[PATCH] accel/amdxdna: Treat power-off failure as unrecoverable error

Lizhi Hou posted 1 patch 1 month, 1 week ago
drivers/accel/amdxdna/aie2_smu.c | 10 ++++++++++
1 file changed, 10 insertions(+)
[PATCH] accel/amdxdna: Treat power-off failure as unrecoverable error
Posted by Lizhi Hou 1 month, 1 week ago
Failing to set power off indicates an unrecoverable hardware or firmware
error.
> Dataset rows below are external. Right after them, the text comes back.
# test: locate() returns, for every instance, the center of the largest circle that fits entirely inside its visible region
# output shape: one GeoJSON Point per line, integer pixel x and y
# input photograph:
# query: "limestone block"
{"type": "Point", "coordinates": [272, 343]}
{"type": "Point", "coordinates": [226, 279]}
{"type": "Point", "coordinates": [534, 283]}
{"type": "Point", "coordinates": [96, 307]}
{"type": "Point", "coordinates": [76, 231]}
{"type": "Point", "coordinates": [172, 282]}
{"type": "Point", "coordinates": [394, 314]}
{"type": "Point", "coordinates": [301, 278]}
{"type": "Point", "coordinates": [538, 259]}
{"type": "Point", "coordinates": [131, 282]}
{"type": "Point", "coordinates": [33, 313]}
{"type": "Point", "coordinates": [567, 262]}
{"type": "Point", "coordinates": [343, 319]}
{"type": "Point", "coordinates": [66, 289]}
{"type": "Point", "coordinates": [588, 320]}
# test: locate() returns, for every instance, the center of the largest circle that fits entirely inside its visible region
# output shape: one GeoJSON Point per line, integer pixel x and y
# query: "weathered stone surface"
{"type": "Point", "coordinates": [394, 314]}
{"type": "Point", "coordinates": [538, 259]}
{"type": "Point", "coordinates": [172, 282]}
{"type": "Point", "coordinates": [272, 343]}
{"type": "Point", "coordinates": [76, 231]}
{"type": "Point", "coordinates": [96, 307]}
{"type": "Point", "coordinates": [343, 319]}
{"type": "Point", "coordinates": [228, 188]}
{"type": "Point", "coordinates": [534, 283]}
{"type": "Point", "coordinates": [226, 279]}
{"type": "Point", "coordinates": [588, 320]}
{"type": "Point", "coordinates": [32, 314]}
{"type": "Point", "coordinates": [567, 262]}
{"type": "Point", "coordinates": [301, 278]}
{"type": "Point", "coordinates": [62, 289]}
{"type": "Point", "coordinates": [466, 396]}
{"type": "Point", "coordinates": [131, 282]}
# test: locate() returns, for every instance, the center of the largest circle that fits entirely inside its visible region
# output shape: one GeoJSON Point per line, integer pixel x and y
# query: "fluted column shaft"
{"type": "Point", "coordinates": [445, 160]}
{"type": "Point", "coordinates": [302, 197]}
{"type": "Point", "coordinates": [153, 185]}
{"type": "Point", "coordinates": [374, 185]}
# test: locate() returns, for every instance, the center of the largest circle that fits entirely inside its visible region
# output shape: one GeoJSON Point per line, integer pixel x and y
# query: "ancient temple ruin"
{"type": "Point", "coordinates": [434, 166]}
Update the driver to treat such a failure as a fatal condition
and stop further operations that depend on successful power state
transition.

This prevents undefined behavior when the hardware remains in an
unexpected state after a failed power-off attempt.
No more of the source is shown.